Trusting your gut

There is something I have learnt the hard way and that is to trust my gut feeling. When I have convinced myself that my intuition or my gut feeling is wrong and gone ahead with a decision, it has always been the wrong one. It is easy to mock people who say “something doesn’t feel right” or “my gut is telling me no” but there is actually a real psychology behind it. Psychologists believe that a gut feeling comes from forgotten or suppressed thoughts, experiences and feelings so it’s not possible to pin point why something feels right or wrong but you just know it.IMG_4204

When we moved the Berlin we were desperate to get a rental after months of soul-destroying searches. We widened our search to a more outlying neighbourhood and on a reconnoiter visit to the area, my gut again was screaming no! It wasn’t a place that filled me with joy, quite to opposite. We found a beautiful apartment in the area and took it despite my misgivings and then spent eighteen months regretting it. We believe a different choice could have changed our whole Berlin experience.

On the flip side there have been gut feelings that have worked out splendidly for me. My first job was the perfect example, I had no idea what I really wanted to do except be a writer and a communicator so started applying for entry-level jobs in PR. I sent off hundreds of applications but there was one that I felt was me – campaigns and research assistant at CAMRA. I wanted to work for a place that I would feel a genuine interest in. I got the interview and then the job offer with a tiny salary. When I started I asked why I’d got the job and the reply was the interviewers had a gut feeling I was worth the gamble. The eighteen months I was there they took lots of gambles on me – I appeared as a spokesperson on high-profile news programmes, I learnt how to build a website, I was given a significant campaign as my own and taken on a lobbying trip to Prague – all with zero experience when I walked in the door at age 22. Mike Benner was my boss and I don’t think that any other boss in the ten years that followed ever gave me the support and belief in myself that he did – all because of gut feelings at the start.

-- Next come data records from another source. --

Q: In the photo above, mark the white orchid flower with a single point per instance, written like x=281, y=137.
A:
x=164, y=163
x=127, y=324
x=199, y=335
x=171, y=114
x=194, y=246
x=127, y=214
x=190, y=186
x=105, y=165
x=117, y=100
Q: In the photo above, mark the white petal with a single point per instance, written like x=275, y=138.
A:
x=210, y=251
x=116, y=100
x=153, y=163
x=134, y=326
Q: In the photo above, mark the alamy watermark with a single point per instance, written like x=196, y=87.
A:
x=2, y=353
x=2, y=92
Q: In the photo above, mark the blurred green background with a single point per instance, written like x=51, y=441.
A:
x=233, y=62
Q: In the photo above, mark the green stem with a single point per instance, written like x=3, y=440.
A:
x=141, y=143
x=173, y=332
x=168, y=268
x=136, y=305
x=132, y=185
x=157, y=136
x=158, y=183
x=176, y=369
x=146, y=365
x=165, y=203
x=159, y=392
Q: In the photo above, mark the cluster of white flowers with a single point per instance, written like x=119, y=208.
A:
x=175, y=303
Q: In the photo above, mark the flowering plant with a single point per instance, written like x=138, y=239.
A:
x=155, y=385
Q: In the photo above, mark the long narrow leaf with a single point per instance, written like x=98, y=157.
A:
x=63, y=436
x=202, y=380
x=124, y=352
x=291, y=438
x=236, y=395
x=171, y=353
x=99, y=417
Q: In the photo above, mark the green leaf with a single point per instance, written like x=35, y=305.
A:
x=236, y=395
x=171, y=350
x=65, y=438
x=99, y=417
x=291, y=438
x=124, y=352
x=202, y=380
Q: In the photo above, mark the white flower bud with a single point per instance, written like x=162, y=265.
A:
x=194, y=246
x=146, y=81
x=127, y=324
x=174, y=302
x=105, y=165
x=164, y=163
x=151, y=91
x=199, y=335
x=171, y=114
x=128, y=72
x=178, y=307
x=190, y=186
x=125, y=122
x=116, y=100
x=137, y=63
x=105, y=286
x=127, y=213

Our move to Copenhagen was another follow your gut moment. With just a guide book and a weekend visit to the city I knew I wanted this place to be my home. And eight years later I still do.

So where is all this going? I am not saying follow your dreams but follow your gut.

Sometimes we want to rush things and ignore our intuition and moving to a new country or job means that we feel we must make fast or snap decisions but you need to listen to your inner voice. You may need to make the best decisions you can with the information you have available (another post there!) but take time to make sure you feel as comfortable as you can with them. But it is also important not to have too much pride and not admit that something is a mistake. I often hear from expats for whom the move hasn’t worked out that they can’t return home as they would be seen as failure. Quite frankly moving to another country in the first place is a massively brave thing to do and its even braver to say if it’s not working out or to change how you are doing it. It’s all about you. Over the years I have realised that for so long I was a passenger in my life and now I am the driver, as I do the best to follow my gut.



  1. This article reflects something I often think: trust my mind or also ask the opinion of my feelings? That sensation of emptyness and discomfort you feel in your stomach when a hard choiche might not be the right one, and you are making it anyway.
    I also believe your gut often tells you what your brain really thinks!!! So many times I’ve repressed my gut feelings and made a bad choice based on needs/rationality/shortage of time but that wasn’t something suiting my happyness 😦

  2. You have nailed the description of what metaphysics calls the solar plexus chakra – the gut. If we all could learn to listen to it more often, our lives would be so much easier. Unfortunatly, few of us learn that lesson early in our lives. You did – congratulations.

  3. I agree that sometimes intuition can be as valuable as pure cold logic, even if we can’t always pin down the reasons why something just ‘feels right’. After almost four years in DK, and having taken a long career break (or perhaps mini-retirement is a better term) I’m now trying to find new career opportunities and discovering the huge challenges that expats can face in building a new life abroad. It remains to be seen whether our choice will have been for the best, but I do love Denmark and am loath to give up just yet.